# Simplification of CFG

Recently i was studying removal of useless symbols in productions given in Ullman Hopcroft.

The grammar goes as follows

S-> aAa | aBC

A -> aS | bD

B - > aBa | b

C-> abb | DD

In the explanation that follows, we eliminate D obviously, but the removal of C still baffles me. As D is non generating, but C is both generating and reachable. So why delete C?

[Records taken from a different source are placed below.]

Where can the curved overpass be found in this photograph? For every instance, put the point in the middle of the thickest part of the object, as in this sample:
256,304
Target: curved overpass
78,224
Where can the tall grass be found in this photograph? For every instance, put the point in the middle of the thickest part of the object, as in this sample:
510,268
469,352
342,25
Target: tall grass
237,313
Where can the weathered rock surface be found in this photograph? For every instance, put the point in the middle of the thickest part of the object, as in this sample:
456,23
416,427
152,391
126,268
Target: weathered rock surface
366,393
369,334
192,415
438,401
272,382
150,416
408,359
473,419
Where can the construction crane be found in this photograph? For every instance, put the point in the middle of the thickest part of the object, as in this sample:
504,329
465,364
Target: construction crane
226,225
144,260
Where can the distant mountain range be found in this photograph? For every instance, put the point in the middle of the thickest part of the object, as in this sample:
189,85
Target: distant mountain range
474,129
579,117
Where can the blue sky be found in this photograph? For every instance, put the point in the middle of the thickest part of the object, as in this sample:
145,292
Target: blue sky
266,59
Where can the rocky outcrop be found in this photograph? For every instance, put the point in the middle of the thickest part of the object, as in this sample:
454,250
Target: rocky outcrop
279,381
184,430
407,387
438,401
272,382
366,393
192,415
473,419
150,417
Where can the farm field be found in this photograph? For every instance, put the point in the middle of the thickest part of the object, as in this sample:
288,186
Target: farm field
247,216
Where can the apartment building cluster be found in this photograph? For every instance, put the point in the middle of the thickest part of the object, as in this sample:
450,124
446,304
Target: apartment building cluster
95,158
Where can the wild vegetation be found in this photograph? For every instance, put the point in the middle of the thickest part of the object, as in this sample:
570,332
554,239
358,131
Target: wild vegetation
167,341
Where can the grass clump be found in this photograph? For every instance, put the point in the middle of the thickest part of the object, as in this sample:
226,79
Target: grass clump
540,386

The resultant grammar is shown as

S->aAa

A->aS

B->aBa | b

Here is the link to the photo of the page in the book just in case

Page 240:

Page 241:

• Apparently Hopcroft and Ullman were wrong. There is no reason to eliminate $C$. – Yuval Filmus Feb 22 '14 at 1:58
• I though so too, so I mailed Ullman saying if this is incorrect; he replied that there is a simple explanation to this; but he wont say it because he talks only to bonafide instructors about the book and that he cannot tutor the whole world :/ – Nishad Feb 22 '14 at 2:04
• By the way, in the resulting grammar $B$ is unreachable so can be removed. Perhaps Ullman was joking with you. He's right not to answer everyone, the book is quite popular. – Yuval Filmus Feb 22 '14 at 2:58
• The grammars are not equivalent since the first produces at least the word $ababb$ while the second doesn't produce anything. Are you sure you copied the result correctly? – G. Bach Feb 22 '14 at 3:45
• What edition and page is this? I could only find the 2001 edition (I think that's the second) and on pages 256 and following, the example grammar is different. – G. Bach Feb 22 '14 at 4:04

The simplified grammar obviously contains a typo, as no words containing b are derivable contradicting S -> aBC -> abC -> ababb which the original grammar allows.
The first rule should probably read S -> aAa | aBabb.